If you’re a fan of Robert Kiyosaki’s, you might even take that to an extreme. His first book (and no, it wasn’t Rich Dad Poor Dad)was called “If you want to be Rich and Happy, Don’t Go to School.”

First of all, I’m not a huge fan of Kiyosaki. Perhaps I’m jealous that he built a money making empire off books that could be summed up in a single, 2000 word magazine article. Each book says the same kind of thing, and each book has this “Grasshopper, follow me and I’ll tell you…” absolutely nothing concrete.

Having said that, I was infected by the “school is a waste of time” mantra that Kiyosaki espouses. Unlike Kevin, I enjoyed many aspects of school. But like Kevin, I thought that the content was mostly a huge waste of time.
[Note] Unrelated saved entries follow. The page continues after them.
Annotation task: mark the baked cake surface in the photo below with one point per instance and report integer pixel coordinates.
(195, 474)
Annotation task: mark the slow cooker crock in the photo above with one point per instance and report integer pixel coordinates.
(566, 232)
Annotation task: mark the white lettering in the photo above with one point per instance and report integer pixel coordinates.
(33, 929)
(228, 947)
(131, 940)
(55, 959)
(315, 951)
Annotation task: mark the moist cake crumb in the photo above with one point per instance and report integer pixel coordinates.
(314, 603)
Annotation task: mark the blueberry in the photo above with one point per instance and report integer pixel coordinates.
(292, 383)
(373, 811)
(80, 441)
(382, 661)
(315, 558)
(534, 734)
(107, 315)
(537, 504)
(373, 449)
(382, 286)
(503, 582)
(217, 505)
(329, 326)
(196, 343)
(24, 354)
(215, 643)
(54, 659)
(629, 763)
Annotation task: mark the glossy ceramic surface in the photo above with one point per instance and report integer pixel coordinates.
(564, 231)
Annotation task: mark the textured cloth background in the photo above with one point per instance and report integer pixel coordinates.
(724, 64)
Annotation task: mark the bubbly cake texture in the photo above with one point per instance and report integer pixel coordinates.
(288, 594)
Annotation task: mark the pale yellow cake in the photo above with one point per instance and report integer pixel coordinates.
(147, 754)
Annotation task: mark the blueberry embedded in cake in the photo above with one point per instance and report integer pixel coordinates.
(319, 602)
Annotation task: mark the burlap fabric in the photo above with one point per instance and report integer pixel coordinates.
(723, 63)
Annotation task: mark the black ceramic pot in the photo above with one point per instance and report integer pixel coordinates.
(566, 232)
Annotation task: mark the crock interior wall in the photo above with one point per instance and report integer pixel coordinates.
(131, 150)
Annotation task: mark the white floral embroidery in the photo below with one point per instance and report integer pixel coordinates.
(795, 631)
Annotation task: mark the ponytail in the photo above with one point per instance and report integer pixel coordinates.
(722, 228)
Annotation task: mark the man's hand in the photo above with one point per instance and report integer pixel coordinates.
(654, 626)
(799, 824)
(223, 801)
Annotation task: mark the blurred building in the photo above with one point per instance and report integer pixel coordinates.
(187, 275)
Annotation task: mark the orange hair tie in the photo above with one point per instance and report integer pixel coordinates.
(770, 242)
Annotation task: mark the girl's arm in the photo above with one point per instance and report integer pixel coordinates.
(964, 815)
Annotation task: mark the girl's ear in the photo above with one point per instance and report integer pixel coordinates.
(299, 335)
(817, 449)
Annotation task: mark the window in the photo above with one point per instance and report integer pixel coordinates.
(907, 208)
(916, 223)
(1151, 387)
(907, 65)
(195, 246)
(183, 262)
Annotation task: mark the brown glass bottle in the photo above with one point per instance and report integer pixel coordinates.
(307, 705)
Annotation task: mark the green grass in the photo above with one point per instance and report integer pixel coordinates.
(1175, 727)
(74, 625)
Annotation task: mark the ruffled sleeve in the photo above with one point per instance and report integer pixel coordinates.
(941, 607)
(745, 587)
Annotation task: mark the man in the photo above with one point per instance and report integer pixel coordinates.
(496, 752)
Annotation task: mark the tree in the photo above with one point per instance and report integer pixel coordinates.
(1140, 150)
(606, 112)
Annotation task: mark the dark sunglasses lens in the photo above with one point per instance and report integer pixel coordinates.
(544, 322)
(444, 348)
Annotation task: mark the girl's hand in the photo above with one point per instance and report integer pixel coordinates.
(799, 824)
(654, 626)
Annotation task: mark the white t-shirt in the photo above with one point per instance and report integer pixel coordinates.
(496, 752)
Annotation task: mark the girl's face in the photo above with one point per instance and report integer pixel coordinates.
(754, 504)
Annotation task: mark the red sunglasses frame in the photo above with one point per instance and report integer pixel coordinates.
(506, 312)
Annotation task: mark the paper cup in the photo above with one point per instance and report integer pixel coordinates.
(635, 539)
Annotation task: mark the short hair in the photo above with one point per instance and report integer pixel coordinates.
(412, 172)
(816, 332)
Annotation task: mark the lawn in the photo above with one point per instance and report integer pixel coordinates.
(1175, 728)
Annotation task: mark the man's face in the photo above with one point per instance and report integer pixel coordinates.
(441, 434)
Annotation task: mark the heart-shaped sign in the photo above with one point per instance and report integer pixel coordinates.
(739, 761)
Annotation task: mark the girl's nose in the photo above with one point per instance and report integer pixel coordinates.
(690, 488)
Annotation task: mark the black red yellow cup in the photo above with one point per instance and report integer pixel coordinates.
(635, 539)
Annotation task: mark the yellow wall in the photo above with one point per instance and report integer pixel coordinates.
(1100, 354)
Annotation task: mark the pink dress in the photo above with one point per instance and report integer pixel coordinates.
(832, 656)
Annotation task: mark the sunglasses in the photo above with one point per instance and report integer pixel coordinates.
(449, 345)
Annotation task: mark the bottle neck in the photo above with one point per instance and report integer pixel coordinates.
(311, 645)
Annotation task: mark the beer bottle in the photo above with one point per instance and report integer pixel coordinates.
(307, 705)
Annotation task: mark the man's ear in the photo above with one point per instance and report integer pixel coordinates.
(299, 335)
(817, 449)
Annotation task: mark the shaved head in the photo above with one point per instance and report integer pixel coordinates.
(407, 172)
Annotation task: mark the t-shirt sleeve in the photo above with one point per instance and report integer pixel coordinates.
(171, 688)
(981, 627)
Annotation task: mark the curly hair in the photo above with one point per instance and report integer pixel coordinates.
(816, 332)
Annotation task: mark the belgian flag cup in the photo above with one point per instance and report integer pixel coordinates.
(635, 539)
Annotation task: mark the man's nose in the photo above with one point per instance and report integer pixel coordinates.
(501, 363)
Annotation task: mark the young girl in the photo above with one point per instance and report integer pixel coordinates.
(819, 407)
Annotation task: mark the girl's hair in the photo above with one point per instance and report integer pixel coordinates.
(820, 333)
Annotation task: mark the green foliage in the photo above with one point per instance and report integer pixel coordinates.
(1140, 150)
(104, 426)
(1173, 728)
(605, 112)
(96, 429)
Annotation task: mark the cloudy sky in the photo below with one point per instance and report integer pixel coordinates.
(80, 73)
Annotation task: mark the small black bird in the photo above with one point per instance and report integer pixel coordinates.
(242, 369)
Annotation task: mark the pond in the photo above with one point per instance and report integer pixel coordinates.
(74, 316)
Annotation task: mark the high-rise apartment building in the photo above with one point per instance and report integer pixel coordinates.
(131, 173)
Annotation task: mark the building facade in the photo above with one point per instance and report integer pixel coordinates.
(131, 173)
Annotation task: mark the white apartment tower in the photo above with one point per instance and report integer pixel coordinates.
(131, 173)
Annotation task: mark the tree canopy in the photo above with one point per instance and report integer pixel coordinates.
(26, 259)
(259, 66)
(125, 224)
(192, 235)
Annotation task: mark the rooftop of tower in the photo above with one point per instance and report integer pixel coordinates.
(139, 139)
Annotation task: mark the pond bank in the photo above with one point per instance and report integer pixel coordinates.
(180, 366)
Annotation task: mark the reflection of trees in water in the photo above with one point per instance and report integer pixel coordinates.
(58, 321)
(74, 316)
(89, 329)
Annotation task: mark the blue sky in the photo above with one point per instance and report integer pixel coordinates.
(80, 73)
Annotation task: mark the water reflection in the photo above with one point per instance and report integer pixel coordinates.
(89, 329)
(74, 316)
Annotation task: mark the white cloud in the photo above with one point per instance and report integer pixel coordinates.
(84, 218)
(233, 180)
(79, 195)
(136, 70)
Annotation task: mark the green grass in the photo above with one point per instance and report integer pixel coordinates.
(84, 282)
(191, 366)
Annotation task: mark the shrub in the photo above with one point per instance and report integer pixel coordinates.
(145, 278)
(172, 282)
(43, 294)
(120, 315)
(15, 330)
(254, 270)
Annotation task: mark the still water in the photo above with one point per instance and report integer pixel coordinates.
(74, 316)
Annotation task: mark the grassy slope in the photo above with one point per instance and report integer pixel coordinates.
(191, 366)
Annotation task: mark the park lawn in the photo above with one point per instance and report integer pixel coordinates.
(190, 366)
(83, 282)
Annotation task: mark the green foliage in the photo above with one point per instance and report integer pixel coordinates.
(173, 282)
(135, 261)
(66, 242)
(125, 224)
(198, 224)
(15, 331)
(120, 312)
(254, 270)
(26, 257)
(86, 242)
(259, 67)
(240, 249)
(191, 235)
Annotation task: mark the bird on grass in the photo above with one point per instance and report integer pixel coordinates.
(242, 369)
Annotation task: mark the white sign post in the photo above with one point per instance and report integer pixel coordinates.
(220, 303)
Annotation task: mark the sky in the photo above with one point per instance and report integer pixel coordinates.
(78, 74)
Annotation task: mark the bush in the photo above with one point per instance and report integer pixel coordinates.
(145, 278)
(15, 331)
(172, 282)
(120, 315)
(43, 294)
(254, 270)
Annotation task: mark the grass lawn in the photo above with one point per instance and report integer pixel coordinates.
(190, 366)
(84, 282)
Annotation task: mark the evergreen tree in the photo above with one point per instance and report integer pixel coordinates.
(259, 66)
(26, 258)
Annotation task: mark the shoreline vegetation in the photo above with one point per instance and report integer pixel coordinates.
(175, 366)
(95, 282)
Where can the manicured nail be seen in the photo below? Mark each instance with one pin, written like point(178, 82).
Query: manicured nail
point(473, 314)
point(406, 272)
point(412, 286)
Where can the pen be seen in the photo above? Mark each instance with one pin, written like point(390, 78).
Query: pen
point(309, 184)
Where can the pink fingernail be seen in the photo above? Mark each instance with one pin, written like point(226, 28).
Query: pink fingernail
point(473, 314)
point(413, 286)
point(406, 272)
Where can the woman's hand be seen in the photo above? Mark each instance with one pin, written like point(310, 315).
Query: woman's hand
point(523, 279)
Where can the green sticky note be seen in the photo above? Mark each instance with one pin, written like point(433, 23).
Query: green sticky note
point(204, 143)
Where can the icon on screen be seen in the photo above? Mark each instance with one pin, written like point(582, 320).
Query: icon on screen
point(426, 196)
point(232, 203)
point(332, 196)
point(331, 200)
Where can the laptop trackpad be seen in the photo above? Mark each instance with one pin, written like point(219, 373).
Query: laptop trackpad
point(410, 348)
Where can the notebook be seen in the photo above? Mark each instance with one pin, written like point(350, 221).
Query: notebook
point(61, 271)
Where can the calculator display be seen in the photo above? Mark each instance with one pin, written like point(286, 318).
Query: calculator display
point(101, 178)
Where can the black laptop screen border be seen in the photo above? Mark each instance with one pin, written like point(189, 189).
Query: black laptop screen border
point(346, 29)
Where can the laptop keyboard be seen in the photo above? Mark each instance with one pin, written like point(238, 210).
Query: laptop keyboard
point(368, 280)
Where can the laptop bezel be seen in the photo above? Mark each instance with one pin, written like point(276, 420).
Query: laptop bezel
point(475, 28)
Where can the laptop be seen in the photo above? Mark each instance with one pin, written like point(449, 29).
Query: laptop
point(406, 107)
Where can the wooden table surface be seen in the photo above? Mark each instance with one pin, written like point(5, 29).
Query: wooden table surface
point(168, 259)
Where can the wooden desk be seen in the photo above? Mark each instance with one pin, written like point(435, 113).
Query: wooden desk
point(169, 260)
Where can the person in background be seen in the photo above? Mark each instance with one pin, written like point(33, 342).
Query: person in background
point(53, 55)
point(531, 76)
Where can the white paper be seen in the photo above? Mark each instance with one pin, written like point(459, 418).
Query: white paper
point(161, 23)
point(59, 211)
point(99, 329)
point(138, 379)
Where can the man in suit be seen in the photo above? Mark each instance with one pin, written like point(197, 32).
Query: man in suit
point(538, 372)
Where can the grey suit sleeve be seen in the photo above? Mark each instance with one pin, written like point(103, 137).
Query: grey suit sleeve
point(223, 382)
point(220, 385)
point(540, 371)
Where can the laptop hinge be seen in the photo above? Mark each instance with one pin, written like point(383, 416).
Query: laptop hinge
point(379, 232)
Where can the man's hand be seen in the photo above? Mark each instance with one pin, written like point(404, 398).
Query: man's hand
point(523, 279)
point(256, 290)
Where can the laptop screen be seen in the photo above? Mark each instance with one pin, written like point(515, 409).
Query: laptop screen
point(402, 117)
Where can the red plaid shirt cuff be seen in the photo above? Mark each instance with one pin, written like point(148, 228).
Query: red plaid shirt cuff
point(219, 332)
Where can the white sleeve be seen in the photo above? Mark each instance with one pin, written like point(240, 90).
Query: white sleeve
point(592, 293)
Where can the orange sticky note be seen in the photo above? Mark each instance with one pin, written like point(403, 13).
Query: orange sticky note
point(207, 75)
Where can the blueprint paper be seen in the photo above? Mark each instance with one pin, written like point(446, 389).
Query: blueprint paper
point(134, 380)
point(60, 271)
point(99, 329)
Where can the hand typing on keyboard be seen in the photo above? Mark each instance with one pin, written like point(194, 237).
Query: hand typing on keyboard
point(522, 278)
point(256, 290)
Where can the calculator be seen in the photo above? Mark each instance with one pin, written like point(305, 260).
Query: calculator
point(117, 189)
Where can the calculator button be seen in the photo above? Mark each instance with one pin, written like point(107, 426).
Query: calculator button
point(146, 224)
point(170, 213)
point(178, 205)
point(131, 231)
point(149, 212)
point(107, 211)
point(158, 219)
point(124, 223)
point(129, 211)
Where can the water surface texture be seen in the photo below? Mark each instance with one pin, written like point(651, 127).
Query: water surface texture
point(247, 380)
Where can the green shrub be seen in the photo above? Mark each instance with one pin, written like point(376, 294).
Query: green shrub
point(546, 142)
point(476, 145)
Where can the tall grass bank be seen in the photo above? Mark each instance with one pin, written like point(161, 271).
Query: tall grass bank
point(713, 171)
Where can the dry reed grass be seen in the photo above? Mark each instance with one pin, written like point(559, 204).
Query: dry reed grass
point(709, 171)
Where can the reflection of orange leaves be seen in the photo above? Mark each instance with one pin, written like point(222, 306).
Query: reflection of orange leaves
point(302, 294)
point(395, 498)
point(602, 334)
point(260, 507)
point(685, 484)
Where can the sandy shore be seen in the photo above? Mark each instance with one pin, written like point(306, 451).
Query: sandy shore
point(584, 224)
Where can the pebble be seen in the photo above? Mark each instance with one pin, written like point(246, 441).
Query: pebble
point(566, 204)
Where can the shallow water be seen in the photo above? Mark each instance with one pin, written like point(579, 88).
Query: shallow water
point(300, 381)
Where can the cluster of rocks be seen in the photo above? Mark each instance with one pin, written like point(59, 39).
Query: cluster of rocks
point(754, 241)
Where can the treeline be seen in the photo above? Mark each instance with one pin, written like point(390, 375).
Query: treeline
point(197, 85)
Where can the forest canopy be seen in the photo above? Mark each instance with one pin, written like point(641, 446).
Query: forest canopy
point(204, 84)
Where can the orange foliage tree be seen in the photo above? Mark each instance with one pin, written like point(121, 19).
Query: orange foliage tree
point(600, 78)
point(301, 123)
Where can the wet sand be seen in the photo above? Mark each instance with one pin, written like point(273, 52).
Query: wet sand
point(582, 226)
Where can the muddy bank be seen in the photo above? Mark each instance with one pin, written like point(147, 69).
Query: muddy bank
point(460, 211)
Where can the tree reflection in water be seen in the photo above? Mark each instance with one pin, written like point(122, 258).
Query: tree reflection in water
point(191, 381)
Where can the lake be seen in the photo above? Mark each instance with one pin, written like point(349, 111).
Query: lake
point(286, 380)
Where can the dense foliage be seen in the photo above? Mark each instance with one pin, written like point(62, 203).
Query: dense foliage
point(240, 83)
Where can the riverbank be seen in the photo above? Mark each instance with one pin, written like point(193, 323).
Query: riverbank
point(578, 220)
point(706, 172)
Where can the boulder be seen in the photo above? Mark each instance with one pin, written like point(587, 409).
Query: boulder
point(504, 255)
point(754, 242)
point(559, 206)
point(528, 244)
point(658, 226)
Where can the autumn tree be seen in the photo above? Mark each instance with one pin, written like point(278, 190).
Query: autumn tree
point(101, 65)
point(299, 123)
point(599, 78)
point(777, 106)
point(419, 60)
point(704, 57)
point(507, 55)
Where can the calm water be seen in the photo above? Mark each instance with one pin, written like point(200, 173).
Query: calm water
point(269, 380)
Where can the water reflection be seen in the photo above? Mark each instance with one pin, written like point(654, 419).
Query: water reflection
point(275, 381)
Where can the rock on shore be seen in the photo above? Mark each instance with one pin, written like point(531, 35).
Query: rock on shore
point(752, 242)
But I read Kevin’s comments thoroughly. And they were interesting. A student who was obviously not a native English speaker raved about how useful higher education was to him. Without it, he wouldn’t have the fine job and standard of living that he has today. Whether that person came from China, India, Korea or Sri Lanka, the same theme would probably ring true.

On the way to work today, my wife and I were driving along the freeway. Well…she drove, and I ate my oatmeal. Passing an open truck filled with Bangladeshi workers, I asked, “Pele, how many of those guys do you think are smarter than I am?” We’re talking about guys brought to Singapore from Bangladesh, who work for a dollar an hour. They cut grass with weed eaters: fields three times the size of football fields. It’s cheaper to hire them than it is to fuel and maintain a roving lawn mower. It’s also hot. Temperatures run a minimum of 30 degrees Celsius during the day. And the fields have the odd hidden cobra in the grass (and yes, I am serious).

Those are the lucky guys. Those who aren’t as lucky are doing roadwork over steaming asphalt.

But how many of those guys are smarter than me? Based on pure genetic capacity, how many of them could think circles around me if given the opportunity? Have we numbed ourselves to the benefits of education because we’ve taken it for granted? Do we really know what it means?

And where do we draw the line? As Kevin and I have both questioned, where and when is it a superfluous waste?